Bug #16983
RubyVM::AbstractSyntaxTree.of(method) returns meaningless node if the method is defined in eval
Description
Problem¶
RubyVM::AST.of(method)
returns a meaningless node if the method is defined in eval.
For example:
p 'blah'
eval <<~RUBY, binding, __FILE__, __LINE__ + 1
def foo
end
RUBY
method = method(:foo)
pp RubyVM::AbstractSyntaxTree.of(method)
# => (STR@3:5-3:12 "def foo\n" + "end\n")
I expect the node of foo
method, or nil
. But it returns a STR
node.
It becomes a big problem when AST.of
receives arbitrary methods.
Because we can't distinguish a method is defined in eval
or not.
It means we can't believe the returned value of AST.of
if the method may receive a method defined in eval
.
For example:
def do_something_for_each_method_ast(klass)
klass.instance_methods(false).each do |m|
ast = RubyVM::AbstractSyntaxTree.of(klass.instance_method(m))
next unless ast
do_something ast
end
end
class A
eval <<~RUBY, binding, __FILE__, __LINE__ + 1
def foo
end
RUBY
end
do_something_for_each_method_ast A
In the example, I expect the do_something
method receives only node for a method definition,
but it may pass a wrong node if any method is defined in eval
.
Cause (I guess)¶
I guess the cause is misleading node number.
In and out of an eval
block uses different sequences of node number.
So if I specify __FILE__
to eval
, the actual file and code in eval
may have the same node number.
For example
p 'blah' # Node number for 'blah' is 1, file name is "test.rb"

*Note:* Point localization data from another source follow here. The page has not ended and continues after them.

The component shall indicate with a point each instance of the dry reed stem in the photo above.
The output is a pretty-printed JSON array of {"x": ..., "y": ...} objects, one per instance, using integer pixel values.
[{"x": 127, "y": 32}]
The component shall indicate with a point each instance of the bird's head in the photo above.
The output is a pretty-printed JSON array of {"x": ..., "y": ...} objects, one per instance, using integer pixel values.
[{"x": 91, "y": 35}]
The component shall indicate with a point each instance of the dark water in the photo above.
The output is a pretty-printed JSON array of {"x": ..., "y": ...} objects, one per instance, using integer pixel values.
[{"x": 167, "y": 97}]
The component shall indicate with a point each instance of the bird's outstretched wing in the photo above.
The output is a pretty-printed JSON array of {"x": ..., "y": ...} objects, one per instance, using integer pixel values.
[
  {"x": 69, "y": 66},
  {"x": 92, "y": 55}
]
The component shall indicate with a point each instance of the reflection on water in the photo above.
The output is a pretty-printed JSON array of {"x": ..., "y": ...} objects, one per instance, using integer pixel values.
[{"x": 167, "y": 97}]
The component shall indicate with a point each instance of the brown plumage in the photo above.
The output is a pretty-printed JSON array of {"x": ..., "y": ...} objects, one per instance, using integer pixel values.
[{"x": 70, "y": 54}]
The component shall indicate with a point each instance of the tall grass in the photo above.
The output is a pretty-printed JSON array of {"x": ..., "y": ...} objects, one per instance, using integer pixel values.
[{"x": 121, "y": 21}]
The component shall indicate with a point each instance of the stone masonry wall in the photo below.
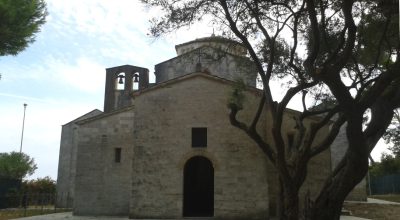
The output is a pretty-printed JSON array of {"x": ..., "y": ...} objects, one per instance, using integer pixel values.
[
  {"x": 102, "y": 185},
  {"x": 163, "y": 121},
  {"x": 67, "y": 161}
]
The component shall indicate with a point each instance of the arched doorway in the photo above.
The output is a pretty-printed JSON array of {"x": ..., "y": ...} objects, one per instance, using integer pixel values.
[{"x": 198, "y": 192}]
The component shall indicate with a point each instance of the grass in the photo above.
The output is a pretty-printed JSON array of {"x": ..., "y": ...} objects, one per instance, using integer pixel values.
[
  {"x": 376, "y": 211},
  {"x": 6, "y": 214}
]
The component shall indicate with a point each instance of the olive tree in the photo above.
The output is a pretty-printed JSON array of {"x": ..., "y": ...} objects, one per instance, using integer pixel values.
[{"x": 342, "y": 54}]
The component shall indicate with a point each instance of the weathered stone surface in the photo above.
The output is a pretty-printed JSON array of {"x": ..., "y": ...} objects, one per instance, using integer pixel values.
[
  {"x": 163, "y": 122},
  {"x": 67, "y": 161},
  {"x": 153, "y": 125},
  {"x": 102, "y": 185}
]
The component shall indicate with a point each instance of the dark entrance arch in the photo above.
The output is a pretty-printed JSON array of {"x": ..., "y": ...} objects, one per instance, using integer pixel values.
[{"x": 198, "y": 188}]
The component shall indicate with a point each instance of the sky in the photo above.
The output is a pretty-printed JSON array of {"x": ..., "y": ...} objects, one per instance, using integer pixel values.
[{"x": 61, "y": 75}]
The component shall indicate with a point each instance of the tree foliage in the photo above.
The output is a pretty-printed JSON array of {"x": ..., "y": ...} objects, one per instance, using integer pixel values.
[
  {"x": 345, "y": 53},
  {"x": 16, "y": 165},
  {"x": 392, "y": 135},
  {"x": 44, "y": 185},
  {"x": 20, "y": 20}
]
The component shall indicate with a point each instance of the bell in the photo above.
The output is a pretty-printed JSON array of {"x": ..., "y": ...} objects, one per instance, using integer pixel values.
[
  {"x": 121, "y": 81},
  {"x": 136, "y": 78}
]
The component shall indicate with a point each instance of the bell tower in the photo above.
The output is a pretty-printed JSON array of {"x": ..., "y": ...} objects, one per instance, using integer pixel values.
[{"x": 121, "y": 81}]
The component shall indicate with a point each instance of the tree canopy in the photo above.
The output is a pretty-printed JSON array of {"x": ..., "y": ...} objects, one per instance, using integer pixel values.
[
  {"x": 20, "y": 20},
  {"x": 16, "y": 165},
  {"x": 345, "y": 53}
]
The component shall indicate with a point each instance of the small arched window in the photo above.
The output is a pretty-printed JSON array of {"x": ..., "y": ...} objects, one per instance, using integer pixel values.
[
  {"x": 135, "y": 81},
  {"x": 120, "y": 81}
]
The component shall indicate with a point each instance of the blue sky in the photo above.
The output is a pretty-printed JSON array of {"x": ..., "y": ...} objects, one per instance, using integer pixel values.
[{"x": 61, "y": 76}]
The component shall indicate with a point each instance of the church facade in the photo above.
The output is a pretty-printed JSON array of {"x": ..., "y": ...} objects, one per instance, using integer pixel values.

eval <<~RUBY, binding, __FILE__, __LINE__ + 1
def foo # Node number for `def` is also 1, file name is also "test.rb"
end
RUBY
method = method(:foo)
# It finds a node from node number 1 by reading "test.rb", so it get the str node.
pp RubyVM::AbstractSyntaxTree.of(method)
# => (STR@3:5-3:12 "def foo\n" + "end\n")
Updated by jeremyevans0 (Jeremy Evans) 5 months ago
I'm not sure if this is a bug, but it does seem like a fundamental and significant limitation with the design of RubyVM::AbstractSyntaxTree.of. RubyVM::AbstractSyntaxTree.of reparses the file the method is defined in and cannot handle any cases where eval
or similar are used. You'll get a node completely different from what you would expect. Here's another example:
eval DATA.read, binding, __FILE__, 14
method = method(:foo)
pp RubyVM::AbstractSyntaxTree.of(method)
__END__
def foo
end
Output:
(VCALL@1:16-1:23 :binding)
Because it reparses the file, you'll also get the wrong result if the file is modified:
def bar
end
File.write(__FILE__, File.read(__FILE__).gsub('def bar', "def foo\nbar"))
method = method(:bar)
pp RubyVM::AbstractSyntaxTree.of(method)
Output:
(SCOPE@1:0-3:3 tbl: [] args: (ARGS@1:7-1:7 pre_num: 0 pre_init: nil opt: nil first_post: nil post_num: 0 post_init: nil rest: nil kw: nil kwrest: nil block: nil) body: (VCALL@2:0-2:3 :bar))
And if the interpreter can no longer access the file (chroot, file deletion, permission change, or other file system access limiting), you get an error.
I can't think of a way to fix this without all iseq methods holding a reference to the string used to parse them, and having RubyVM::AbstractSyntaxTree.of work off that string. I'm not sure how much extra memory use that would cause, or if such an approach is considered acceptable.